- Gaussian Process Kernels for Pattern Discovery and Extrapolation - https://arxiv.org/abs/1302.4245
A very beautiful paper to read! The thing GPs are excellent at is regression. Yet it is still difficult to discover patterns and do extrapolation with standard kernels such as RBF. Those are simply not expressive enough!
The paper proposes a new kernel type that helps do so, while inference remains simple and analytic. Experiments described in section 4.4 say everything: the new one can learn very complex oscillatory pattern while others cannot. How is that possible?
The root of all the beauties lie in Theorem 3.1 (Bochner), which shows that a function is a covariance function of a weakly stationary mean square if and only if it can be represented as in Eq. 6. (See this for a more detailed explanation of the theorem http://www.gaussianprocess.org/gpml/chapters/RW4.pdf)
The consequence is that there are a dual form between a kernel function (k) and its spectral density or power spectrum of k (S) as in Eqs. 7 and 8. This leads to a very important thing: The expressiveness of a kernel function can be represented by looking at the spectral density.

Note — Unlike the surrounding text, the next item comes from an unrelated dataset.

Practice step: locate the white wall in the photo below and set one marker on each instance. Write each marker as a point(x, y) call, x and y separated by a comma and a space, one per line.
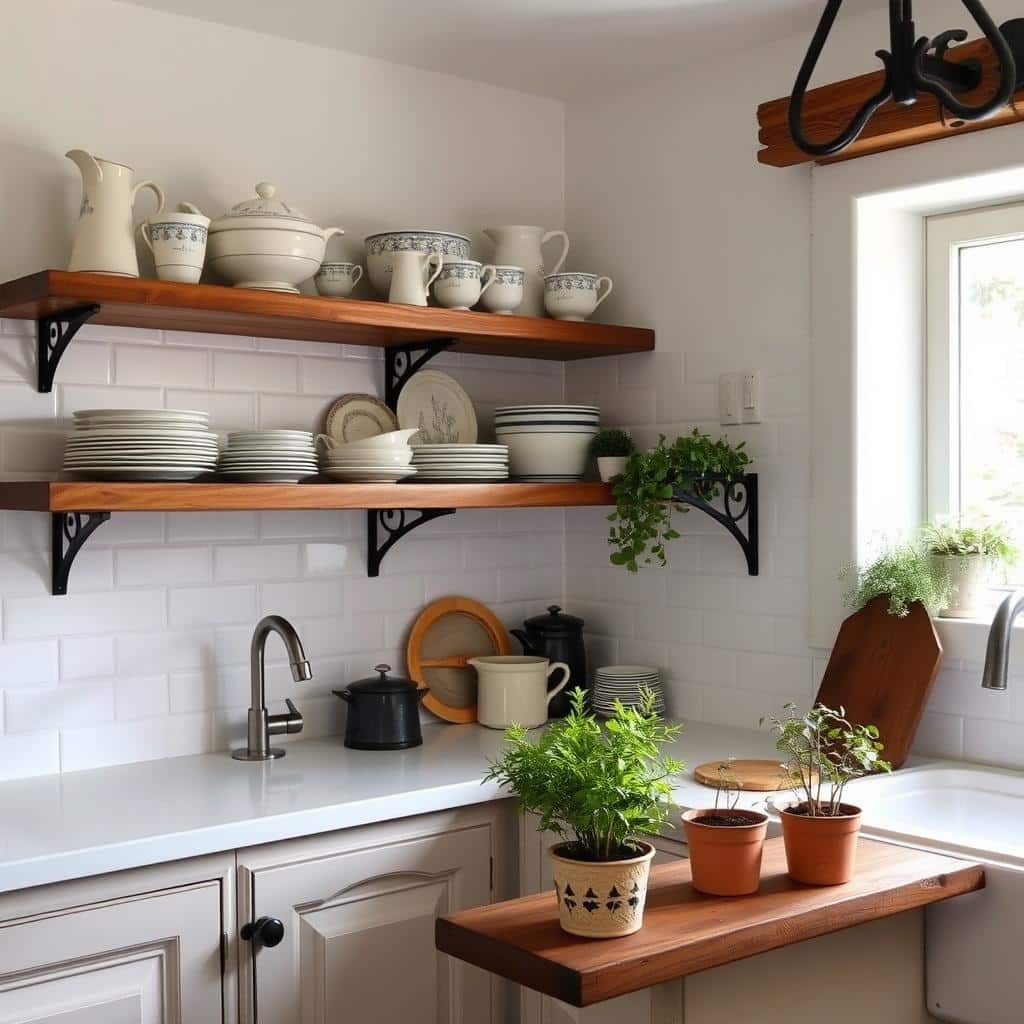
point(147, 655)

Coming back to the traditional RBF kernel. Plugging the kernel to Eq. 8 leads to the fact that the density is a Gaussian distribution centered on the origin (I indeed don't get the word origin here). The authors suppose that it could be better to use a complex form of spectral density: A mixture of Gassians. Their argument is that such a mixture, given a large number of components, can approximate arbitrary distribution (see this for a reference http://www.dsp.utoronto.ca/~kostas/Publications2008/pub/bch3.pdf). I am not so sure about this as this is the first time I heard this thing. If it is true (and I understand correctly), this is very nice!
Having a mixture of Gaussians as the form of spectral density leads to a very nice form of kernel function (Eq. 12). The thing I am not so sure is that how hard it is to optimize the hyperparameters with the new kernel, as we indeed have more parameters here. The authors mentioned they use nonlinear conjugate gradients to do so, but admitted it is not really stable (?) in the Supplementary.